Like many poor Bangladeshis, Komol Shohlagar thought moving overseas for work would change his life. It did – but not in the way he hoped.

Shohlagar, 33, travelled to Libya with people smugglers in the hope of reaching Europe, but when he got there, the smugglers held him captive to extort money from his family.

He was only freed after they paid $US14,000 to get him back – money they had to borrow from loan sharks. When he finally returned to Bangladesh last year, he was jobless and saddled with huge debts – a situation that left him feeling suicidal.

“I was really depressed. My family had borrowed a lot of money to save me,” Shohlagar told the Thomson Reuters Foundation.

“The lenders came home every other day and threatened us. There were times when I thought about taking a rope and hanging myself.”

Bangladesh hands 

 Hands of a man are seen as he returns from work in the outskirt of Dhaka, on 8th May, 2010. PICTURE: Reuters/Andrew Biraj

Charities in Bangladesh say thousands of returning migrants face such struggles and little official help is available.

Many are victims of trafficking, but have little redress for the crimes they have suffered in Bangladesh. The country depends heavily on foreign remittances and has an official policy of encouraging citizens to look for jobs abroad.

According to official data, at least one million Bangladeshis secured jobs overseas in 2017 – the highest number ever recorded. 

But the system depends largely on unlicensed brokers working in rural areas and opens the door to trafficking and cheating. 

Last month, 64 Bangladeshi migrants hoping to get to Europe had to be rescued from a boat off Tunisia.
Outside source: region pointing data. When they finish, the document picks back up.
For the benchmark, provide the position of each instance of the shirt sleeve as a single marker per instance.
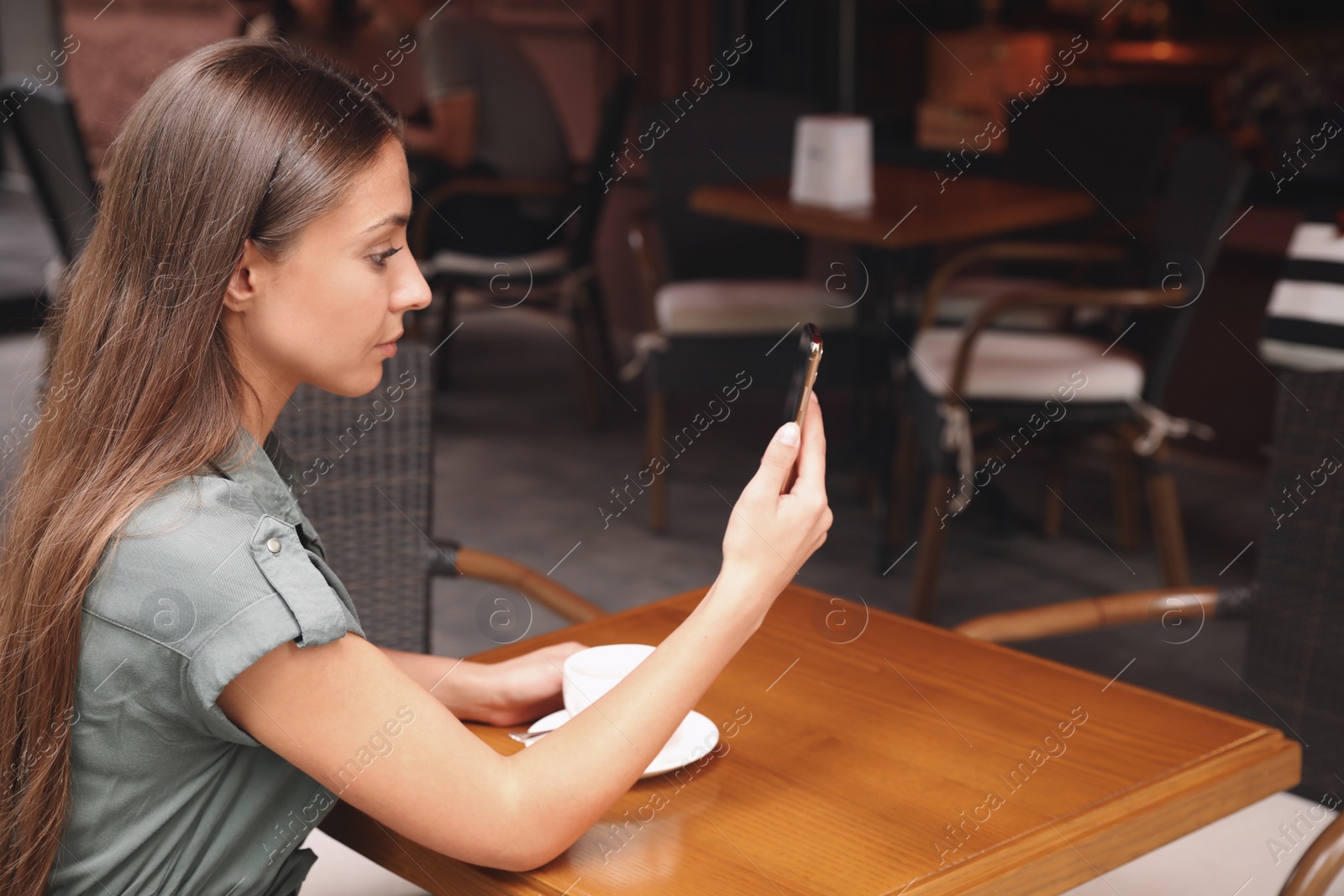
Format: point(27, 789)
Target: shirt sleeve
point(306, 604)
point(448, 60)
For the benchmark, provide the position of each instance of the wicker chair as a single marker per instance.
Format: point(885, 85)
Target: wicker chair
point(1294, 664)
point(370, 500)
point(363, 476)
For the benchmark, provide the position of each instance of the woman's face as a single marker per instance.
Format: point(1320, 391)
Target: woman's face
point(331, 311)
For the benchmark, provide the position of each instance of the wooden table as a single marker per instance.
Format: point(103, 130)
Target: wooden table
point(858, 755)
point(911, 208)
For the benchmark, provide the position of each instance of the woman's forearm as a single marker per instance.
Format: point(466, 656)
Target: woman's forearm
point(454, 683)
point(575, 773)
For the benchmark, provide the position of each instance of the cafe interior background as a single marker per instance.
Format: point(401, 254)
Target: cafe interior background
point(659, 320)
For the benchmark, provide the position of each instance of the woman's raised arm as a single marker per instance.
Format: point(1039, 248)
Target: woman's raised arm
point(344, 714)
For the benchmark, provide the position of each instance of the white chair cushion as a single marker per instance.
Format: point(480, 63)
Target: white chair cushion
point(543, 264)
point(965, 296)
point(1230, 856)
point(748, 307)
point(1011, 365)
point(340, 871)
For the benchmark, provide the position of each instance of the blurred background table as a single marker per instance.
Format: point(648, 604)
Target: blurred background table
point(913, 207)
point(858, 752)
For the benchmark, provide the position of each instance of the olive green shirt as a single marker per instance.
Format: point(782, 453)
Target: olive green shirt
point(168, 795)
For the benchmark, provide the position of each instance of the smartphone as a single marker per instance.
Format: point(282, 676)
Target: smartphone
point(804, 375)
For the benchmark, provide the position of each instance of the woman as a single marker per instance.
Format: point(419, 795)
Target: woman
point(186, 687)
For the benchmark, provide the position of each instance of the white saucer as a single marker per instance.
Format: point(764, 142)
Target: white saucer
point(692, 739)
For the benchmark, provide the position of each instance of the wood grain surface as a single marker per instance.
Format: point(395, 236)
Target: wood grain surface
point(866, 752)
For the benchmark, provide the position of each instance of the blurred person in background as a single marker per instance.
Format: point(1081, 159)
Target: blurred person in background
point(488, 117)
point(349, 34)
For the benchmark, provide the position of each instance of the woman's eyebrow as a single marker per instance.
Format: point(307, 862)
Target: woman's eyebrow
point(396, 217)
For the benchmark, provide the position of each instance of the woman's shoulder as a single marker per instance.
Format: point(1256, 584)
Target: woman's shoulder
point(203, 560)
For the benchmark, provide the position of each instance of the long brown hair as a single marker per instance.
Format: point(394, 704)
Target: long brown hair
point(246, 139)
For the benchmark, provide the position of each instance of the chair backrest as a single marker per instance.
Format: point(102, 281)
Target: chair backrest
point(1200, 202)
point(365, 479)
point(1294, 668)
point(45, 128)
point(616, 110)
point(729, 134)
point(1109, 140)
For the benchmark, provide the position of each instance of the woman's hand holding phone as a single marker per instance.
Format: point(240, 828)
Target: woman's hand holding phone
point(770, 533)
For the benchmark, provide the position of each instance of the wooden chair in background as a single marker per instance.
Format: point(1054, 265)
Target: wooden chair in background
point(1294, 671)
point(974, 380)
point(562, 275)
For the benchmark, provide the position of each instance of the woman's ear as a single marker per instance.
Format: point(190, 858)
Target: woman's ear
point(244, 286)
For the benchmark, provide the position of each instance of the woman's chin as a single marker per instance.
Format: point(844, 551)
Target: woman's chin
point(355, 385)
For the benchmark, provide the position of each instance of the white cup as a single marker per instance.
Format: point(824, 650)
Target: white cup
point(595, 671)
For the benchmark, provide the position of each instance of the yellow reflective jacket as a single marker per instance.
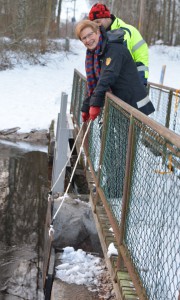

In May, 37 drowned in the same region when their boat capsized.

“The state does not have a proper system to support the returnees,” said Shariful Hasan, who heads the migration department of Bangladeshi aid group BRAC.

“All our policies are focused on sending people abroad. We don’t even have a system that can count the total number of returnees every year.” 

Abu Bakar Siddique, the civil servant who leads the Home Ministry’s anti-trafficking work, acknowledged the government needed to develop a system of support for the returnees.

“For now, what we do is, we ensure that the victims reach their families,” he said. “With the kind of capacity that we have, this is what’s possible.

“We do work with girls who were trafficked to India. We also have shelters for victims. But as far as counselling is concerned, it’s not something that we have managed to do effectively. We have to develop our system.” 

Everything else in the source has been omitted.